A few years back I was in the market for new flatware. The range of choices is astounding — you can choose from major brands, such as Oneida, Gorham, Reed Barton, or Lenox as well as lesser-known and house brands.

Knowing that good flatware can easily last a lifetime, and being the creative yet analytical type, I did my research and determined that my flatware had to be 18/10 quality. The best stainless steel you can buy for the purpose.

But what manufacturer and what kind of design? The design had to be modern, tasteful, clean and simple — yet just a little out of the ordinary. Imagine my surprise to find something I immediately took a liking to at a big-box retailer. A pattern by Gourmet Settings called “Studio“. The pieces had a quality look and feel to them that reminded me of the clean lines of modern architecture or the best product designs from Apple. It was only later that I found out that GS has won numerous awards for their designs.

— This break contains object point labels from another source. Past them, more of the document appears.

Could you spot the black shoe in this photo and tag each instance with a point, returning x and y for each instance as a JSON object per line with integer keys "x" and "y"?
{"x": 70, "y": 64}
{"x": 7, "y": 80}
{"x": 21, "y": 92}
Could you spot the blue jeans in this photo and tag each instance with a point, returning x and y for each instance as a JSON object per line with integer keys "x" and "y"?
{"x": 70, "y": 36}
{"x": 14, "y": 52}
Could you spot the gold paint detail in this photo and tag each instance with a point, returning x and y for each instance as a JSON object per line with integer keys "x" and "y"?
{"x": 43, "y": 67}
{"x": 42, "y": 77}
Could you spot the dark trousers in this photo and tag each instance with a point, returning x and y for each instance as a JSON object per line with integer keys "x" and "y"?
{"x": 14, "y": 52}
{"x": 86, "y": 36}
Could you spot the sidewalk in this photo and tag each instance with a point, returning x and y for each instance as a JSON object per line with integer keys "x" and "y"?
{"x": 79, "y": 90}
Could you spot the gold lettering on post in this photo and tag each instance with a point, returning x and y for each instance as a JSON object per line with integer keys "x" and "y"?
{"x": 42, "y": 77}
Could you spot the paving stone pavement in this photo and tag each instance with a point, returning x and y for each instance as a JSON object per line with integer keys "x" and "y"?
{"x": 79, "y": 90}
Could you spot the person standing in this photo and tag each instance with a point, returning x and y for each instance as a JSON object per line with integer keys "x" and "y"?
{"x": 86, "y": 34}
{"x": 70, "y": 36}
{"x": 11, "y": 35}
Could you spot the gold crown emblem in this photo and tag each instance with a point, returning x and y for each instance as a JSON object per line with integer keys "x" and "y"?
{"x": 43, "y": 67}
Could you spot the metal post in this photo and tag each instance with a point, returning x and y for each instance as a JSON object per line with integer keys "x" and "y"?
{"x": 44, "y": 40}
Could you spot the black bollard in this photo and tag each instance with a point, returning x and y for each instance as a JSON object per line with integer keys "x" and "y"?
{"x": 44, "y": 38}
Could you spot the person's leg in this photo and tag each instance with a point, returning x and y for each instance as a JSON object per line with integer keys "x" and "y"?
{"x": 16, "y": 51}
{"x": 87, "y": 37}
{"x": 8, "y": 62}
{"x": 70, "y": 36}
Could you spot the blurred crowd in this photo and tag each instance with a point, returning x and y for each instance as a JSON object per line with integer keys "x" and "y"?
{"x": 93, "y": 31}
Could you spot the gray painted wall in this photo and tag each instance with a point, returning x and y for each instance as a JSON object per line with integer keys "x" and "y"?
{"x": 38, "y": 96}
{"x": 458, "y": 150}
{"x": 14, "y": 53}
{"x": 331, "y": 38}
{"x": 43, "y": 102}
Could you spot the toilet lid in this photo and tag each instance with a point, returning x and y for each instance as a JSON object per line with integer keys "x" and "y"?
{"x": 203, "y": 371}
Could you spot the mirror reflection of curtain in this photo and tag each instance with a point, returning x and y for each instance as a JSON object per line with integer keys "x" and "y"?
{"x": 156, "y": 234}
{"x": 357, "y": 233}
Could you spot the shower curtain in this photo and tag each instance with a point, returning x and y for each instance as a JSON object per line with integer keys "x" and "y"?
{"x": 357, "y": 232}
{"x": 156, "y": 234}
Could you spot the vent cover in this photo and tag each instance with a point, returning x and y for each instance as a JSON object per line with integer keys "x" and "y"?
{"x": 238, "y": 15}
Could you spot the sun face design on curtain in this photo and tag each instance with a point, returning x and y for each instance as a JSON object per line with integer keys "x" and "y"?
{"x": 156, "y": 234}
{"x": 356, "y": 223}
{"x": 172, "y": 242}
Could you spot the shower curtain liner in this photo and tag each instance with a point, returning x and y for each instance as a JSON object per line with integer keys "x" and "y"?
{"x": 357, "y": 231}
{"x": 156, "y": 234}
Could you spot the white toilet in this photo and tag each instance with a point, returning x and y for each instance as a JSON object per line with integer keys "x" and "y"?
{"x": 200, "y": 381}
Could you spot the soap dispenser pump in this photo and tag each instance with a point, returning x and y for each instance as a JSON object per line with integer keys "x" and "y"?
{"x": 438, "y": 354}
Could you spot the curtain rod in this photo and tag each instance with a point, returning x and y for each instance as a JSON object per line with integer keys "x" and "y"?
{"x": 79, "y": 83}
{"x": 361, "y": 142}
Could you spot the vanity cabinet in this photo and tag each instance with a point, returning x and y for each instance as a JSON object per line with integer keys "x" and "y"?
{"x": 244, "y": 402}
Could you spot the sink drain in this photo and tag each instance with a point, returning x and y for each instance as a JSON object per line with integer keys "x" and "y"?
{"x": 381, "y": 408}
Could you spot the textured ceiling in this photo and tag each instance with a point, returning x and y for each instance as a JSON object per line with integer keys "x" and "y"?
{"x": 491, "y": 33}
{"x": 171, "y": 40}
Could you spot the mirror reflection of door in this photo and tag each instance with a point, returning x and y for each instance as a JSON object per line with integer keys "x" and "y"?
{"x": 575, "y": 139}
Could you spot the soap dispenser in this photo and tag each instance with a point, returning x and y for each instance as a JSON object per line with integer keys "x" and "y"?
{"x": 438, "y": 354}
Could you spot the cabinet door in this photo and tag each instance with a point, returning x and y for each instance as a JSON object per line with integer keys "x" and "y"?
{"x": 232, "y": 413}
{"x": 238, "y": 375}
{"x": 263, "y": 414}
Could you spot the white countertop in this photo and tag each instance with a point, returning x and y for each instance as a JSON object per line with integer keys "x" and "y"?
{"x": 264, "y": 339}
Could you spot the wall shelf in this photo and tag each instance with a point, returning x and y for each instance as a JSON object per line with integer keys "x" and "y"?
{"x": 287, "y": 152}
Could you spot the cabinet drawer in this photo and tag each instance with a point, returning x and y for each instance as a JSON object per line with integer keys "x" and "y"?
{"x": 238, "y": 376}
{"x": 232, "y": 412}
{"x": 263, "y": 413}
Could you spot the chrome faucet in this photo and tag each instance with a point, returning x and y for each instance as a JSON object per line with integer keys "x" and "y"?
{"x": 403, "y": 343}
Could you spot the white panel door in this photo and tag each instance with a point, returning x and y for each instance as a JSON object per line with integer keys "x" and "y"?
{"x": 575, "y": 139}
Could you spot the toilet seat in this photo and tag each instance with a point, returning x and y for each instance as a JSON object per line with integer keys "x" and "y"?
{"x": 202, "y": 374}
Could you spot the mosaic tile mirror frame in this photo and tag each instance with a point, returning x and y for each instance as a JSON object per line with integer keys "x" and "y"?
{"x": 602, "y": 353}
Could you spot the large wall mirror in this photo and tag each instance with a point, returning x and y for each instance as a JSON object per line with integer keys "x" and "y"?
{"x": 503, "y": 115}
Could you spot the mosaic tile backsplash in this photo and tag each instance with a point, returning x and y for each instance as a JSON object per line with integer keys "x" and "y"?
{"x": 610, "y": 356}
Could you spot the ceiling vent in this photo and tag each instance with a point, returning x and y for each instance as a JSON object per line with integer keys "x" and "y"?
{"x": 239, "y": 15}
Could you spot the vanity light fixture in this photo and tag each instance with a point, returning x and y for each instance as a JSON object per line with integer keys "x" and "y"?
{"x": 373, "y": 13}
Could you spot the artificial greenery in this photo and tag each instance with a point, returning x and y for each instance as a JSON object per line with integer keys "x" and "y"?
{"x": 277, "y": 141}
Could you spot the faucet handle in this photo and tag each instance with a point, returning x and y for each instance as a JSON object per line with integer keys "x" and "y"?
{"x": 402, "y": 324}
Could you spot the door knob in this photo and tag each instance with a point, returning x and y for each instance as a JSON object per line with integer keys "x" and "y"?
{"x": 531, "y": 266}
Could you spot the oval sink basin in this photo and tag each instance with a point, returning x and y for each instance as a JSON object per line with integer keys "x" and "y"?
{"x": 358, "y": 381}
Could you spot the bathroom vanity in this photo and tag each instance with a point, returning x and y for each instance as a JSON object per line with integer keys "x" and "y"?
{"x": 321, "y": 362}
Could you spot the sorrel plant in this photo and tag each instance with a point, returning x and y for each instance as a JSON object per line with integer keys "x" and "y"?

So I bought them and was very happy. End of story, no?

Not quite. I realized about a year later that I needed to expand the set. Going online I did not find the style I had purchased, so I contacted their customer service department by email. I was directed to the right product, but was told that it may no longer be available in the 18/10 stainless. You see, I was told, the price of nickle, which adds lustre to the stainless, had jumped dramatically, increasing their manufacturing costs beyond the price points needed to compete effectively. To keep the cost in line with consumer expectations, they had to go to 18/0 stainless.

Understandable, of course. In any business, you are sometimes at the mercy of forces beyond your control. Just like today’s economy. It doesn’t matter if your selling spoons or staffing services or software. You have to adapt.

You also have to persevere with passion.

Here’s a quick excerpt from the email exchange I had with the folks of Gourmet Settings following my first message expressing disappointment with the dropping of the 18/10 stainless.

GS:

I agree with you on the 18/10 vs 18/0 – and you are correct  –  it is because of the high worldwide cost of nickel.

Having said that – we do continue to stand behind our flatware patterns- regardless of the steel components – so if you have any problems or concerns – just let us know. I am going to pass on your comments to the company owner – she is always happy to hear feedback from our customers.

Jane
Customer Service

GS (next day):

Hi Phil,

Jane forwarded your note to me, appreciate your feedback.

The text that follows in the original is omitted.